B-School Grade: F

In a 4/24/09 WSJ op-ed, Michael Jacobs, a business school professor who formerly worked at the Treasury, takes business schools, “B-schools”, to task.

Management compensation should emphasize the long term value of a company. Yet there is no systematic study of the design of management compensation systems at most business schools. A shareholder should be wary when he or she reads assurances from CEOs that their compensation is designed to align management compensation with the interests of the shareholders.

Few business schools cover the topic of board structure – what it does and how it should do it. Citigroup, one of the largest financial companies in the world, had few directors on their board with any experience in financial markets. GE has a large financial division, GE Capital, but has only one board member with experience in a financial instution.

B-Schools offer comprehensive teaching in securitizing assets and diversifying risk. Those skills were well exercised in developing the mortgage backed securities (MBS) and collaterized debt securities (CDS) that crippled the financial world in 2008. In B-Schools, there is little examination of the increase in risk as the providers of capital grow further away from the users of that capital.

Half of Americans have some investment in the stock market but the majority of that investment is through pension and mutual funds.
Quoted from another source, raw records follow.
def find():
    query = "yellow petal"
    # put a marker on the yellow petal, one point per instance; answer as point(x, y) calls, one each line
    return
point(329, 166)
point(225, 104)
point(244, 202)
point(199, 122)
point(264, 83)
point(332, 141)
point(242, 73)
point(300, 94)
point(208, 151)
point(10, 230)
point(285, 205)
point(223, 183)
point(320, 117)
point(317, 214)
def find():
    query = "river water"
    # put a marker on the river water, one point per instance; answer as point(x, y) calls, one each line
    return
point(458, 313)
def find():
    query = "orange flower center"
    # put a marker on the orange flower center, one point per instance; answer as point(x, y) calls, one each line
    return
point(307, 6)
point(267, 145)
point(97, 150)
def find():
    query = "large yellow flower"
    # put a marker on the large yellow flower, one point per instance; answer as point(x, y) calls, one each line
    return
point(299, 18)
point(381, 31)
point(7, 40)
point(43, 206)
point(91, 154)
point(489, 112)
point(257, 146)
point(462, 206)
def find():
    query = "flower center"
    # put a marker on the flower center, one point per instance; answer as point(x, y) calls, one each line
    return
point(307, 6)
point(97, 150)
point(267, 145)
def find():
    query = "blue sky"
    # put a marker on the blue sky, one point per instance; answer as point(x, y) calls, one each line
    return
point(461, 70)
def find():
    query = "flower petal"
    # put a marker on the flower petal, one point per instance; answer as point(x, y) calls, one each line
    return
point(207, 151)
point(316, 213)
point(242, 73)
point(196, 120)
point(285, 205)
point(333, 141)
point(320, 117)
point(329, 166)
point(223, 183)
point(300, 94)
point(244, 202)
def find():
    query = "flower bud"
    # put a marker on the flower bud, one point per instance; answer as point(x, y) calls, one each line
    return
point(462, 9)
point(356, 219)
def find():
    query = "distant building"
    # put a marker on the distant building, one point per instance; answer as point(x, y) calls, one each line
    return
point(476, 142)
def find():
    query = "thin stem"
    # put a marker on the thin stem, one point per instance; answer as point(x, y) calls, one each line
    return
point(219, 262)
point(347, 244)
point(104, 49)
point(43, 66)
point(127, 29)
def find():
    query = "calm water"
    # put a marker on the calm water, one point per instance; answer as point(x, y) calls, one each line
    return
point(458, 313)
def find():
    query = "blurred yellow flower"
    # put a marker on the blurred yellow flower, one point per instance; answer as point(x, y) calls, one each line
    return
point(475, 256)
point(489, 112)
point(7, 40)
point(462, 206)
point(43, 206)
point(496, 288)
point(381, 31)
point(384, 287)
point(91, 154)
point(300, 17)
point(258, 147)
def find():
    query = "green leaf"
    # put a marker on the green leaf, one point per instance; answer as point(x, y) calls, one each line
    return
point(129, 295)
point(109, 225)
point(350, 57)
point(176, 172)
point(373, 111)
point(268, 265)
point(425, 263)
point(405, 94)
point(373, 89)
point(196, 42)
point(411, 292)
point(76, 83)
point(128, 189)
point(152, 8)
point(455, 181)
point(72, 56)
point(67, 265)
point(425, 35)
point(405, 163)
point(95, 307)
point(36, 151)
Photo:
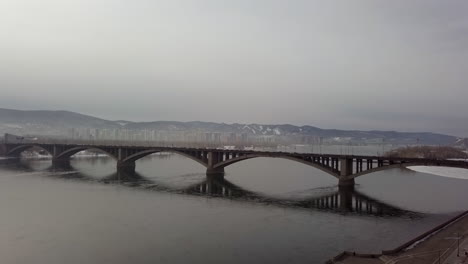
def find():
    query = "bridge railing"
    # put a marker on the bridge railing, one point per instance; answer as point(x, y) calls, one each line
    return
point(13, 139)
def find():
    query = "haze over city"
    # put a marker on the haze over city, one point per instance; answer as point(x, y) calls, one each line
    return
point(387, 65)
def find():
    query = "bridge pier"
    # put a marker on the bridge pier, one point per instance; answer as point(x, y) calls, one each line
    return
point(128, 167)
point(61, 164)
point(215, 173)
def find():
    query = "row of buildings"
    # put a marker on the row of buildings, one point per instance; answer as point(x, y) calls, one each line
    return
point(187, 136)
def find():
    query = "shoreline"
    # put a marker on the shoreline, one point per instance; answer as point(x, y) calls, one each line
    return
point(418, 241)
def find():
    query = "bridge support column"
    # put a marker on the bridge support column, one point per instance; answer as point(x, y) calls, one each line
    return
point(346, 184)
point(346, 170)
point(128, 166)
point(61, 164)
point(2, 150)
point(215, 173)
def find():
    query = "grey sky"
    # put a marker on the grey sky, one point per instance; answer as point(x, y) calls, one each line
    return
point(399, 65)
At the financial institutions that handle these investments and own almost 70% of the shares of American corporations, the MBAs have had little training in shareholder rights and duties as owners. Because of this, there is little shareholder input into the governance of America’s corporations.

The author concludes with an assessment: “by not internalizing sound principles of governance and accountability, B-school graduates have matured into executives and investment bankers who have failed American workers and retirees who have witnessed their jobs and savings vanish.”